南阜

春の奇跡

「真紀子、どうしたの?」
「ごめん〜、教室に忘れ物しちゃったみたい! すぐ戻ってくるから待ってて〜」
そういうと佐藤 真紀子は廊下を一直線に走り出した。真紀子が教室に入ろうとすると、椅子に一人の男子生徒が座っていた。「あっ…」と真紀子が思わず声を出すと、ようやく人が居ることに気付いたのか、その男子生徒は真紀子の方を向いた。
「あ。佐藤、どしたの」男子生徒の名前は宮本 春樹。ぼさぼさの頭に、黒縁の眼鏡をかけている人だった。春樹は一人、暗い教室で読書をしていたようだった。
「宮本くんは誰か待ってるの?」
真紀子が春樹に訊くと、春樹は静かに頷いた。春樹の目線は本のまま。
「そうなんだ〜」と真紀子は言うと、自分の席の机の中をみて、忘れ物を取った。
春樹はすっと立ち上がり、鞄を持ちあげ、廊下に出ようとしていた。
「あのっ! 宮本くん!」真紀子が春樹を呼び止めた。春樹は突然呼び止められ驚いた。
「…わたし…宮本くんのこと―――――」
宮本 春樹、高校一年生の三月初めの話。



 翌日
ピピピ…目覚まし時計の音が部屋全体に響き渡る。ガツン、ガッシャン…思い切り時計が掴まれ、投げ飛ばされるような音がした。目覚まし時計を投げた本人は気付いたのか、ようやく起き上がって物凄い形相で部屋を見回した。向こう側の壁のところの床に粉々になった目覚まし時計があった。
―――――あれ、今何時?
のそりと起き上がってベッドの近くに置いてあった眼鏡をかけた。壁にかけてある時計の示す時刻は八時五十分。
「うっわ! 遅刻!」
慌てて布団から出るも、部屋は寒かった。寒さに負けて布団の中に入ってしまう。
「寒い、無理、無理…」とぼそぼそと呟きながら布団に潜り込もうとしたら、うるさい声が聞こえた。

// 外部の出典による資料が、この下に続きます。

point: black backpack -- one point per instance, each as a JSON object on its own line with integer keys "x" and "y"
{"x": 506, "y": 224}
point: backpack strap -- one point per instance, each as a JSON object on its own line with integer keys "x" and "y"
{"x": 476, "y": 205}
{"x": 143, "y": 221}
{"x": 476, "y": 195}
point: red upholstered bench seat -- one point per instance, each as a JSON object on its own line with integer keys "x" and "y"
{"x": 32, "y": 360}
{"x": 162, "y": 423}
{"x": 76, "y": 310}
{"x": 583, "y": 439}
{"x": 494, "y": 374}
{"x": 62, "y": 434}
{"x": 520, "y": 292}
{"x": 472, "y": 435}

「おーい、春樹!」間抜けた声。春樹の友人の、前田 優だった。
―――――あれ? アイツも学校じゃなかったっけ?
「起きてんだろ〜? 遅刻だぞ」と言いながら部屋に入ってきた。「何言ってんだ、お前も遅刻だろ」春樹は寝ぼけながらも言った。優はニヤッと笑っていた。
「え? 別に良いよ。一、二時間目出るのダルいし。あちゃー春樹ってば、また目覚まし時計投げ飛ばして壊したの? ぐちゃぐちゃ〜」優は粉々になっていた時計を見ながら言った。春樹は「気付いたら壊れてた」と誤魔化すように言った。

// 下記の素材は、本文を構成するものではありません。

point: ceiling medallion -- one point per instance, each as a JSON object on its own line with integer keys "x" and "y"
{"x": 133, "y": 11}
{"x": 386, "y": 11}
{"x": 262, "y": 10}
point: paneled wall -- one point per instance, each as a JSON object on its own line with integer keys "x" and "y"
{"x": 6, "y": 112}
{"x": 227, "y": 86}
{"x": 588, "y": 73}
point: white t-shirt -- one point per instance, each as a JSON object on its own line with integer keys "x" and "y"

「相変わらず、寝起き悪いんだな〜」と優はからかうように言った。
その言葉に苛立ったのか、春樹は般若のような形相で優を睨みつけた。
春樹はスウェットを脱いで冷えたワイシャツを着た。
「あー冷た〜」と春樹は呟いた。「おまえの態度も冷たい〜」と優が言うと、春樹は
「んなこと言うなら帰れ」と冷たく言い放った。
「ねー、そういや、昨日のアレ、何だったの?」
優は春樹に訊いた。春樹は「さぁ?」と適当に答えて、制服に着替えた。
「なんでおまえがよりによって美人の佐藤に好きですって! なんで? 世界恐慌でも起きたの?! ねぇ!」優はどこか悔しそうに言った。春樹は軽くため息をついた。
「…うっせぇよ、殴るぞ」と言って春樹は眉をひそめて嫌そうな顔をした。
春樹は鞄の中身を確認して、グッと重い鞄を持ちあげた。
「ほら、さっさと行くぞ」と優の背中をドンと押して言った。
「はいはい」優は春樹に促されて部屋を出た。玄関で靴を履き、扉を開けた。
三月なのに、まだ雪が残っている。吐く息もまだ白い。
「さ、さむぅ〜」優が肩をちぢこませて息を吐きながら言った。春樹も肩をすぼめた。